Use of Artificial Neural Networks in Predicting Direct Nitrous Oxide Emissions from Agricultural Soils
Ecological Chemistry and Engineering S-Chemia I Inzynieria Ekologiczna S 20(2): 419-428
ISSN/ISBN: 1898-6196 Accession: 070698369
Agricultural greenhouse gases emissions are mainly produced in direct emissions from plant and animal production as well as those associated with land use changes. Agriculture is a major source of atmospheric nitrous oxide (N2O). N2O emissions from agricultural production has the source primarily in soil fertilized by mineral and organic fertilizers. In Poland, agricultural soils are responsible for 77.1% of emissions.
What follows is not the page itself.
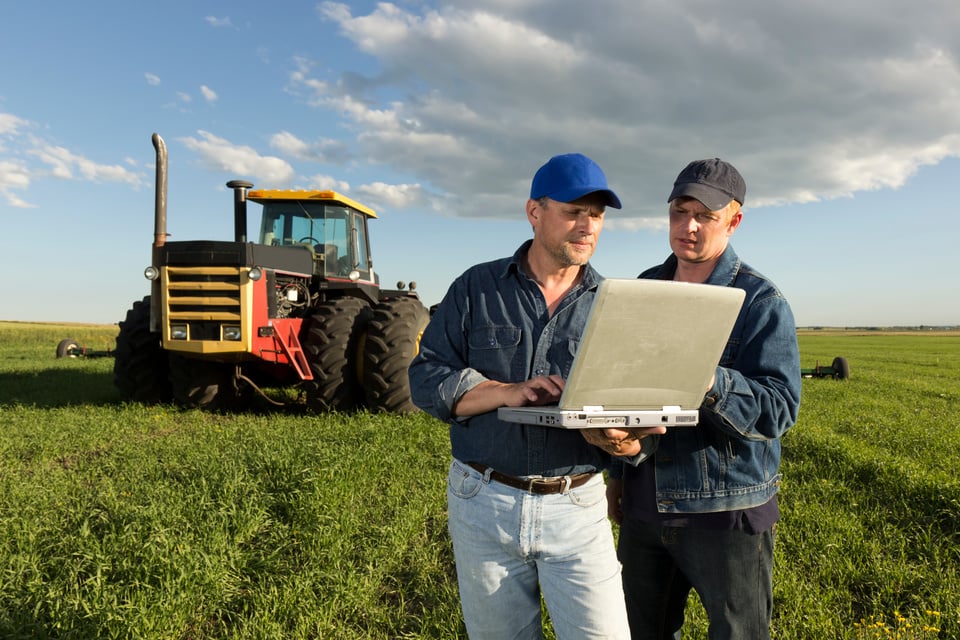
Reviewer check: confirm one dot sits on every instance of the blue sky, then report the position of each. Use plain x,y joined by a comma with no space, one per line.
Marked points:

Emissions associated with the animal manner farming amount 22.8%. Studies attempt to modeling and predicting of N2O emissions from Direct Soil Emissions in relation to the use of crops and livestock population. In the analysis an artificial neural networks were used. The best values showing the quality of neural regression model were obtained by multilayer perceptrons MLP. Based on the sensitivity analysis, attempts were taken to determine the extent of the contribution of each selected variables on the estimate of the direct emissions of N2O from agricultural soils. The sensitivity analysis of designed network on the structure MLP 9-4-1 shows that the amount of nitrogen fertilizer consumption has the biggest share in the shaping of N2O emissions from Direct Soil Emissions. The sensitivity analysis of network on the structure MLP 16-5-1 pointed to participate cattle and pigs as the most important in the formation of N2O emissions from Direct Soil Emissions. Among the crops in Poland, which may affect the release of N2O stands out rapeseed and rye. The study was conducted using the statistical package Statistica v. 10.0.